Toni and her group feel: How dare Greg arbitrarily play God and decide whether this unborn, defenseless child should be sacrificed for the sake of the mother? Doesn't Baby Doe have the right to exist, too? Toni and her group get the courts to award them guardianship of the unborn child.
One night, after drinking in a local bar, Greg walks into the car park and comes across a man and a woman having a violent fight in a car. Determined not to interfere, Greg walks away, despite the screams and shouts. However, his conscience brings him back, and he raps on the car window. Seeing the struggle still going on inside, but hearing only muffled sounds, he jerks open the door in time to see the man on top of the woman in the passenger's seat, strangling her. Greg pummels the man and pushes him off the woman, drags her into the car park and yells for help. The car drives off, wheels squealing. Finally, someone in the bar runs out and helps saying the cops have been called. To his surprise, however, the woman not only refuses to press charges against her companion, she berates Greg for interfering, saying it's his fault her man ran away and left her. Why didn't he mind his own business?
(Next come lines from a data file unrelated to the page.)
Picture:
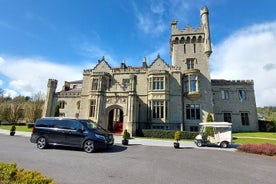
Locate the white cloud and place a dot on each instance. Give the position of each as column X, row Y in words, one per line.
column 28, row 76
column 151, row 21
column 249, row 54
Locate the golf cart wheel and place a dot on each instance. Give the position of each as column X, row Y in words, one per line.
column 88, row 146
column 199, row 143
column 41, row 143
column 224, row 144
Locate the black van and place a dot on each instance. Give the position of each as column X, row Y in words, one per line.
column 82, row 133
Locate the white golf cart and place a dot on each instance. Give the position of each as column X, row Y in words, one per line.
column 214, row 133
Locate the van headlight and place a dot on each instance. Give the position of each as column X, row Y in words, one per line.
column 100, row 137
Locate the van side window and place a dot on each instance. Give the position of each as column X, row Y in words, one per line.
column 76, row 125
column 44, row 123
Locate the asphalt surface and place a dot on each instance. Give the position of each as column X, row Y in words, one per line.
column 139, row 163
column 141, row 141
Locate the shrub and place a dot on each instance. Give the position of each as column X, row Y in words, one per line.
column 9, row 173
column 262, row 149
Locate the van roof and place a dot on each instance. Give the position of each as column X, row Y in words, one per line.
column 216, row 124
column 58, row 118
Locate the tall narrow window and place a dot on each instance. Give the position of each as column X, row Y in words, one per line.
column 190, row 83
column 95, row 83
column 158, row 83
column 158, row 110
column 78, row 104
column 190, row 63
column 244, row 119
column 193, row 111
column 184, row 48
column 126, row 83
column 92, row 108
column 227, row 117
column 224, row 94
column 242, row 95
column 193, row 83
column 62, row 104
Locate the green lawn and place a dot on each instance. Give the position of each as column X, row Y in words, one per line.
column 254, row 137
column 239, row 138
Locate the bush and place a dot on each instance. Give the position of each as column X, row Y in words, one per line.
column 262, row 149
column 9, row 173
column 167, row 134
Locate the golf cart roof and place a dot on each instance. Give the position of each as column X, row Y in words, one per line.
column 216, row 124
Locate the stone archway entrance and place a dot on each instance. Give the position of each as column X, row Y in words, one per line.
column 115, row 121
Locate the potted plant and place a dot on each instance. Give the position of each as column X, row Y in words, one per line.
column 12, row 131
column 125, row 137
column 177, row 138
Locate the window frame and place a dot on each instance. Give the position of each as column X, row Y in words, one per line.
column 193, row 111
column 95, row 84
column 245, row 119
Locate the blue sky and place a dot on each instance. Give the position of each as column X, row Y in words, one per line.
column 41, row 39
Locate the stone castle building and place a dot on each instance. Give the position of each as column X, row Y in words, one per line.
column 158, row 95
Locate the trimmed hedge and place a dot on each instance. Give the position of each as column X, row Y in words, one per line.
column 168, row 134
column 10, row 174
column 262, row 149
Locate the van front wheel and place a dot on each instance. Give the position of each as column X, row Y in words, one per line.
column 88, row 146
column 224, row 144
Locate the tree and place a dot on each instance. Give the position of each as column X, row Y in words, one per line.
column 12, row 112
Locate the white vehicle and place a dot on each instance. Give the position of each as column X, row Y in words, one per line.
column 214, row 133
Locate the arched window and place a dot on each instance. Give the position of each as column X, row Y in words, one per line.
column 176, row 40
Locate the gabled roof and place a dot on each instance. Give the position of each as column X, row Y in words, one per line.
column 102, row 66
column 159, row 64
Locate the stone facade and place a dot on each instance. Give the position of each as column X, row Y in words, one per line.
column 159, row 95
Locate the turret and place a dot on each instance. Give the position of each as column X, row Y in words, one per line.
column 51, row 89
column 204, row 13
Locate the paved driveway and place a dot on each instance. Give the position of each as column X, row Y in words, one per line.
column 137, row 163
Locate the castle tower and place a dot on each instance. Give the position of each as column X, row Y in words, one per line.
column 204, row 13
column 190, row 51
column 51, row 89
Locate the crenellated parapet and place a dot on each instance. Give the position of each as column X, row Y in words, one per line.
column 231, row 82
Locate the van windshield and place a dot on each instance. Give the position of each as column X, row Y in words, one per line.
column 90, row 124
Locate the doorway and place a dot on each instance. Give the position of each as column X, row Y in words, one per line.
column 115, row 121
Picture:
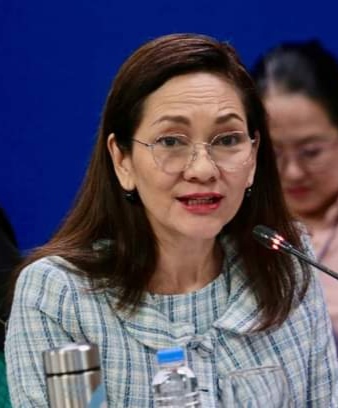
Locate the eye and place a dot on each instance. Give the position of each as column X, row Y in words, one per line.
column 172, row 141
column 229, row 139
column 311, row 151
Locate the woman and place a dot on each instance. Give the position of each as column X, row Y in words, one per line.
column 9, row 257
column 158, row 249
column 299, row 84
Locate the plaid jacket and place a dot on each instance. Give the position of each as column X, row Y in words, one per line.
column 294, row 364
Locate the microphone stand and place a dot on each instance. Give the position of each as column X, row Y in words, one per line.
column 272, row 240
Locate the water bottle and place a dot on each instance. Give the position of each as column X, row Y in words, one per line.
column 74, row 377
column 175, row 385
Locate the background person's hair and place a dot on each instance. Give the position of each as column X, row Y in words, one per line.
column 101, row 212
column 301, row 67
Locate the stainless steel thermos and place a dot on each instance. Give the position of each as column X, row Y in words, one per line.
column 74, row 377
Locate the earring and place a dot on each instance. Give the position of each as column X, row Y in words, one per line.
column 248, row 192
column 130, row 196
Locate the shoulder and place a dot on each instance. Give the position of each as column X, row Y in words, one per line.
column 47, row 280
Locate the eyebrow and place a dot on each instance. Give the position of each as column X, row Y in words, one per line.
column 179, row 119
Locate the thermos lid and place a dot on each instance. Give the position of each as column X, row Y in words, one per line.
column 73, row 357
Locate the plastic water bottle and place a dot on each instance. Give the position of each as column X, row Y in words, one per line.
column 73, row 376
column 175, row 385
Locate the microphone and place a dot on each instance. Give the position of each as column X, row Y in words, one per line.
column 272, row 240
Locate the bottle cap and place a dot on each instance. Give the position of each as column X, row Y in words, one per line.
column 71, row 358
column 170, row 355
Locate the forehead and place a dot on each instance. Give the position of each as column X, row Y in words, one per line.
column 201, row 91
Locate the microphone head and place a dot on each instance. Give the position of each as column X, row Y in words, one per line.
column 270, row 238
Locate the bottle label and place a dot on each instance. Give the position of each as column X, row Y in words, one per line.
column 99, row 398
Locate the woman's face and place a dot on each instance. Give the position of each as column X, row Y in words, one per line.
column 196, row 202
column 306, row 146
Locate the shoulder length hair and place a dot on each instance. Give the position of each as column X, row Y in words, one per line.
column 102, row 213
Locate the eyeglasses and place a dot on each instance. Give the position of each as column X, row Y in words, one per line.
column 310, row 156
column 174, row 153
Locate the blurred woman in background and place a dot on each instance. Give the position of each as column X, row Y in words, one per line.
column 299, row 85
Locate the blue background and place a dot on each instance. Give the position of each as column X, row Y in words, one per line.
column 57, row 60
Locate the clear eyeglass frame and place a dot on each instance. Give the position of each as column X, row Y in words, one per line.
column 174, row 159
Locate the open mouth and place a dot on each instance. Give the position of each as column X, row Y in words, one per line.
column 190, row 201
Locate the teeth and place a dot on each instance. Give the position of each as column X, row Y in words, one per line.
column 200, row 201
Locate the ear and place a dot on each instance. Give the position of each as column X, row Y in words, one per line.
column 252, row 172
column 122, row 164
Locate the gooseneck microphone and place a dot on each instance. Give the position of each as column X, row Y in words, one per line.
column 272, row 240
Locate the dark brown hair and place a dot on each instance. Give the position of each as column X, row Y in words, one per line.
column 304, row 67
column 102, row 213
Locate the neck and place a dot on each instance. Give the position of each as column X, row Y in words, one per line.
column 183, row 269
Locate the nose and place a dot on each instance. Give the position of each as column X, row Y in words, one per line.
column 201, row 166
column 291, row 169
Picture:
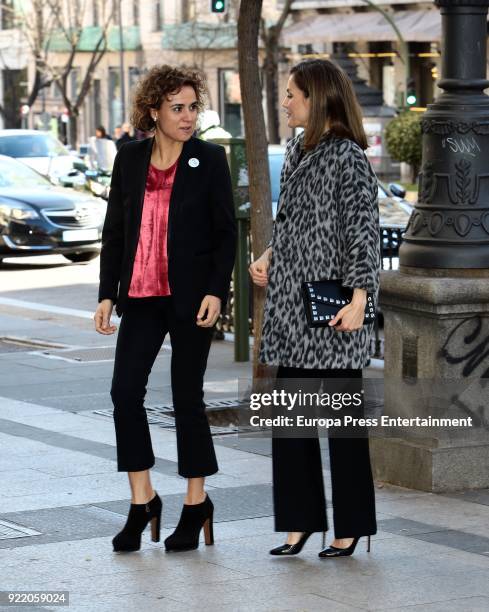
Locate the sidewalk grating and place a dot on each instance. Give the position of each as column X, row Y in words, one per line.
column 10, row 530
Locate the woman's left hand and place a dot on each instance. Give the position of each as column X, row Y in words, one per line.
column 353, row 314
column 212, row 304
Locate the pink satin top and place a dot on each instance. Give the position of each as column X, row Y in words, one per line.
column 150, row 271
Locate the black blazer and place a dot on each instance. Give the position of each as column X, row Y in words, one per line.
column 201, row 240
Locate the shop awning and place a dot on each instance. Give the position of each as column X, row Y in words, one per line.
column 419, row 26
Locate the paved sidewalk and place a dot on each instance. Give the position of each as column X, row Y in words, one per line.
column 62, row 500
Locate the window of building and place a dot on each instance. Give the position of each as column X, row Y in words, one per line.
column 230, row 102
column 96, row 106
column 158, row 15
column 7, row 9
column 74, row 83
column 188, row 10
column 115, row 101
column 95, row 13
column 135, row 12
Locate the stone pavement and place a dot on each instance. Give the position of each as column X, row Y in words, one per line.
column 62, row 500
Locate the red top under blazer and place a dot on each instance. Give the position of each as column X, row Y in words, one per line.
column 150, row 271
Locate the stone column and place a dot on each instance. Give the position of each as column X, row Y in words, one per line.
column 436, row 307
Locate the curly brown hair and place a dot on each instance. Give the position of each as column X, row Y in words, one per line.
column 159, row 82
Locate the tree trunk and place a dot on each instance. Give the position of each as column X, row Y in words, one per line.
column 73, row 130
column 256, row 152
column 271, row 77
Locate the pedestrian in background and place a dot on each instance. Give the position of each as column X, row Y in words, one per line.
column 101, row 132
column 168, row 248
column 125, row 135
column 326, row 227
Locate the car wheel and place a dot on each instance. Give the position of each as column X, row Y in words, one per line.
column 81, row 257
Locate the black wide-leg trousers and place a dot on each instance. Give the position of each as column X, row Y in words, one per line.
column 298, row 487
column 144, row 325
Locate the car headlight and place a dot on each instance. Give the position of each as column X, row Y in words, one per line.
column 97, row 188
column 19, row 211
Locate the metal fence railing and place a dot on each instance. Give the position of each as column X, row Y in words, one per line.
column 391, row 239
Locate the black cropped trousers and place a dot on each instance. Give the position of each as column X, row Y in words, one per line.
column 144, row 325
column 298, row 487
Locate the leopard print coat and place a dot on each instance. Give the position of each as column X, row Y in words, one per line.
column 326, row 227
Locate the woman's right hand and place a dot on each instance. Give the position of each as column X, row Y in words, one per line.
column 259, row 269
column 102, row 318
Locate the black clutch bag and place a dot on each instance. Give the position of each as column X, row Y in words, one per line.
column 324, row 298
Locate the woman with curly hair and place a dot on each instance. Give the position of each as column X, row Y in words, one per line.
column 168, row 248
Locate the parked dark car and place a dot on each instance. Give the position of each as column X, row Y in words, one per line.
column 38, row 218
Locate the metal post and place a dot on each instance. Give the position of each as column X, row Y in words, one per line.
column 239, row 177
column 449, row 229
column 121, row 64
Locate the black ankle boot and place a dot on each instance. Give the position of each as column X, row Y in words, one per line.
column 192, row 519
column 129, row 539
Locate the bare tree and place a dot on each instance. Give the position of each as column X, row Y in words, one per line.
column 256, row 150
column 270, row 36
column 69, row 23
column 35, row 26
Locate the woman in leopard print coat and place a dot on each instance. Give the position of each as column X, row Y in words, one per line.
column 327, row 227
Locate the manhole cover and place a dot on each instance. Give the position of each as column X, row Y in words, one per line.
column 11, row 344
column 84, row 355
column 10, row 530
column 223, row 416
column 77, row 355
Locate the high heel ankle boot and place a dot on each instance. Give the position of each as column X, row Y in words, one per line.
column 194, row 517
column 129, row 539
column 333, row 551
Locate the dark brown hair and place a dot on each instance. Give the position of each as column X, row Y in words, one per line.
column 332, row 100
column 159, row 82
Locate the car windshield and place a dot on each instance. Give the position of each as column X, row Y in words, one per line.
column 16, row 174
column 275, row 162
column 31, row 145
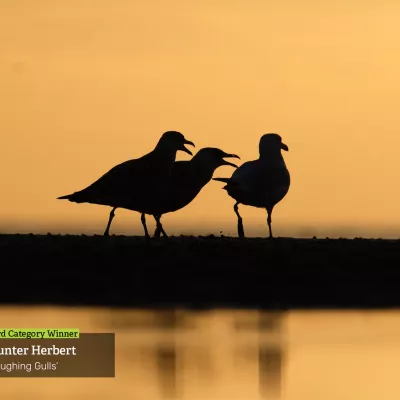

Returning to the hospital, Greg sees that while he may save Jennifer's life at the expense of the child's, it is unlikely she will ever be a shadow of the woman he married, if she even awakens from the coma at all. Objective advice is to deliver the child by cesarean and let Jennifer take her chances. To do that, however, Toni and her group have to agree to this course of action. Once the child is born though, ironically, guardianship returns to Greg as the child's blood relative.